花を愛でる。



とりあえず彼女の名前を伝えて知り合いかどうかだけでも。そう彼に電話を掛けようとしたとき、前から忙しない足音が聞こえてきた。
顔を上げると社長室への長い廊下を歩いてくるのはまだここにいないはずの社長の姿だった。


「社長? 今日は午後出勤では?」

「そんなことより雛子は?」

「え、」


彼の口から先ほど耳にした彼女の名前が紡がれたのを聞いて、あの女の子が彼の関係者であることを確信する。
社長室の中ですと説明するとノックもなく部屋に入った彼と中にいた早乙女さんが対峙する場面に出くわす。


珍しく彼が醸し出している緊迫したムードに息を呑むと、社長は一転として外向けの微笑むを浮かべた。


「“早乙女”さん、どうしてここに?」


彼に名前を呼ばれた早乙女さんは一瞬顔を強張らせたように見えたが、その圧に負けず小さな口を動かす。
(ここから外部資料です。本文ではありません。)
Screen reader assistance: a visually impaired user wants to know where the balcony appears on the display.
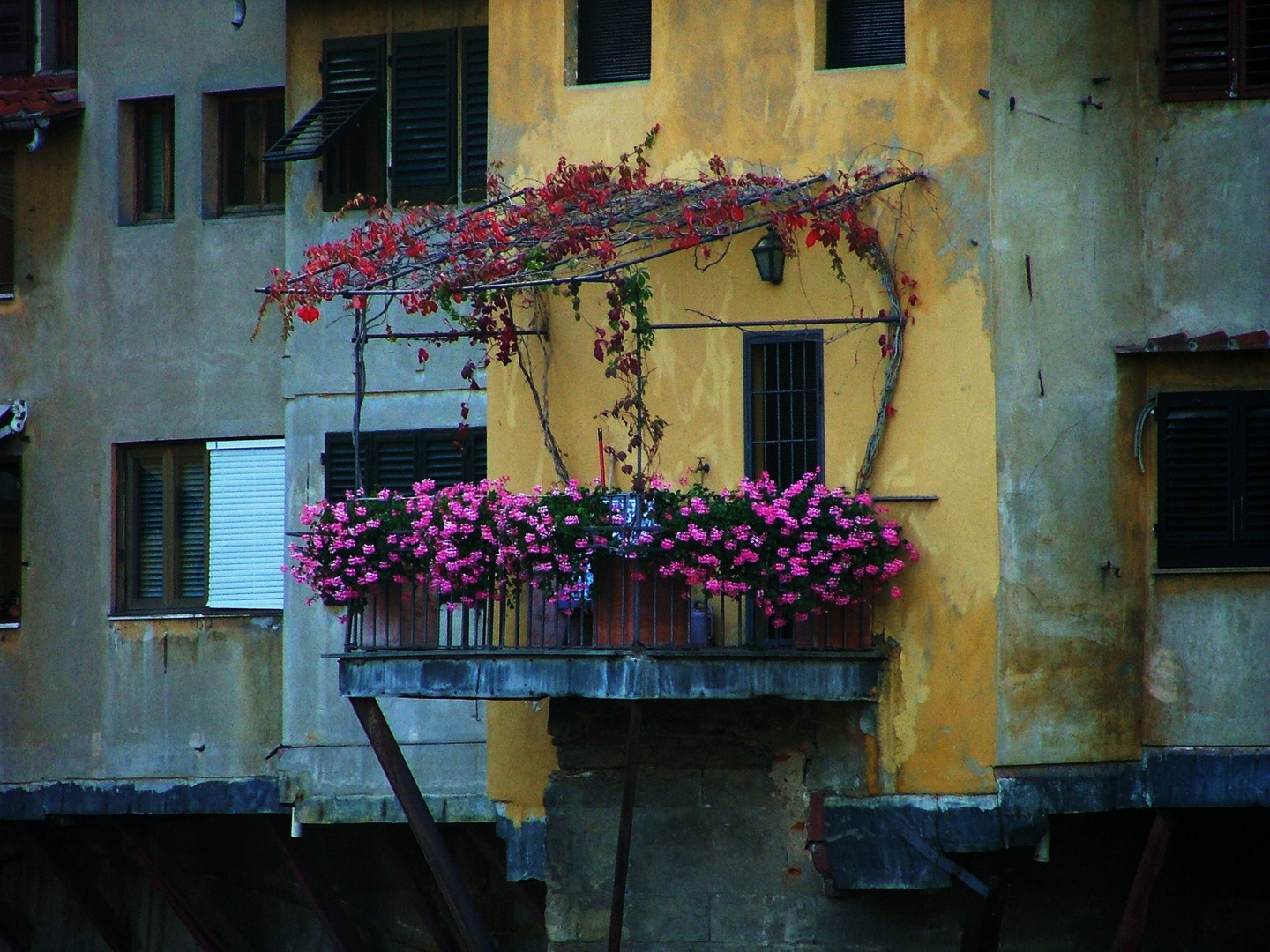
[338,556,883,701]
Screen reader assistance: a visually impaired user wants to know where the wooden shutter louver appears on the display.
[132,458,164,599]
[825,0,904,70]
[370,433,419,493]
[1160,0,1233,99]
[0,0,34,74]
[265,37,384,162]
[1244,0,1270,89]
[324,428,485,502]
[392,31,459,203]
[1155,391,1270,569]
[577,0,653,84]
[1242,406,1270,540]
[459,26,489,201]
「突然来てごめんなさい。でも私遊馬さんに伝えておかないと駄目なことがあって」

「急にここに来られても困るよ。ここは仕事をするところであって子供が来るような場所じゃない」

「……」


社長の厳しい言葉を受けて何も話せなくなる早乙女さんに思わず同情の念が押し寄せてくる。
今にも泣き出しそうな表情を見て、いてもたってもいられなくなり、思わず「あの」と口を挟んでしまう。
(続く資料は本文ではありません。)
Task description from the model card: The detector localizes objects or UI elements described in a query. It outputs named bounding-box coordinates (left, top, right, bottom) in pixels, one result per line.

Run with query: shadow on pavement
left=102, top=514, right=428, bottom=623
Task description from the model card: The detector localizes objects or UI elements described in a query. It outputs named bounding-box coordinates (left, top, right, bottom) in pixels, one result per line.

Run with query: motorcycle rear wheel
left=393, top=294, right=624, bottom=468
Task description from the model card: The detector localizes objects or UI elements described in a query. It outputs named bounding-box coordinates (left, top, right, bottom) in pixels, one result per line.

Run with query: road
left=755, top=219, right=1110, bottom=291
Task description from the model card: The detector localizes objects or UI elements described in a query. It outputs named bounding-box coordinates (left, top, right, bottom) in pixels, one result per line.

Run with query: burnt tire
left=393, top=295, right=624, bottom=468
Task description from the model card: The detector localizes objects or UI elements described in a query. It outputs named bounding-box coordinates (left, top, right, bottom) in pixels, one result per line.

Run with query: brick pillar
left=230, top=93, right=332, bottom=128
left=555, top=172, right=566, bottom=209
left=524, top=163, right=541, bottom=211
「そこまで言わなくても……まだ未成年ですし分からないことも多いかと」

「何言ってんの、あの子はもう成人してるし22だよ」

「え……」


彼の言葉を受けて再度早乙女さんに目を向ける。身長も150cmいっていないように見える彼女が成人している? それも22歳って大学生?
見た目から勝手に中学生くらいだと思い込んでしまっていた。ということは社長とは10歳差ということか。それならば婚約者として問題はない……のか?